There are two shames here: That back in '91 Democratic Party leaders - elected and otherwise - called Bush's speech political opportunism and a paid political ad, and even launched a formal investigation into the funding for Bush's speech; and that in the weeks leading up to Obama's speech GOP leaders - elected and otherwise - suggested his was part of a devious plot to indoctrinate school children into socialist and communist lifestyles.
I even had a co-worker violate Godwin's Law and pull out that tired Hitler comparison, suggesting that like the late Führer, Obama's speech would be a brainwashing tool.
His evidence? Not just that Obama insisted on exhorting school children, but that as part of his post-speech lesson plan he wanted kids to write him letters on how they could help him be (presumably, a better) president. Yeah, the lesson plan idea was bad, no question. Still, I hate to break it to my colleague and others who were on that train of thought, but former Pres. Bush (41) made a similar request to his young, mush-minded audience. I study voting patterns and polling religiously. I haven't seen one study that suggests the GOP scored more young voters in the years immediately following Bush's speech. That won't happen for Obama either, as a result of today's speech.
My colleague also insisted that the job of exhorting school kids with inspirational speeches should be for parents only, because "we the people" didn't elect the president to do such things.
We didn't elect U.S. presidents to hold turkey-pardoning ceremonies on the White House lawn. But they do that too, every year at Thanksgiving.
Sure, both men were trying to score political points with their speeches. Why the shock?
But generally speaking the criticisms of both men over a speech telling kids to study, work hard, etc., etc., were just dumb.

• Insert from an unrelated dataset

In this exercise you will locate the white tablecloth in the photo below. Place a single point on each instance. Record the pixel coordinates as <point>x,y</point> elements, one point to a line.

If you didn't like Bush, hopefully your dislike was due to his policies and not because his gang wore different colors than yours. And if you don't like Obama, I can only hope you're using the same standard of policy and not team colors. Somehow though the fringe element of his critics is increasingly suggesting that while they don't like his policies, if there isn't a "fresh" policy to legitimately challenge they'll gladly take a swipe at a more superficial characterisitic.
So, neck-vein-poppers, take a deep breath, count backward from 10, breath slowly into a paper bag if you have to. And when you've calmed down, step gingerly off your soap box and acknowledge in a grown-up way that sometimes a pep talk is just that, no matter the six-degrees-of-separation sinister connections you think you can make between that talk and a broader agenda.
Relax. By week's end if your distaste for Pres. Obama is "pure," there'll be a legitimate issue, a policy issue for you to challenge and debate. And if your distaste is rooted in something more superficial...like team colors, well, hang on till tomorrow evening. And no doubt a TV or radio chat show host will give you plenty of toothless fodder.
Now, I'm going to get back to my Gurkha Beauty and await the inevitable and inaccurate onslaught of anonymous email comments from people who will have missed the point of this post, and will accuse me of one or more of the following: pushing Obama's hidden "black nationalist" agenda, pushing Obama's hidden "socialist" agenda, hiding Obama's original birth certificate in the safe under my floorboards, hating white people, pretentiously eating chicken nuggets with a fork instead of my bare hands, and wanting to open the U.S. borders to aliens - not from Mexico, but from Outer Space.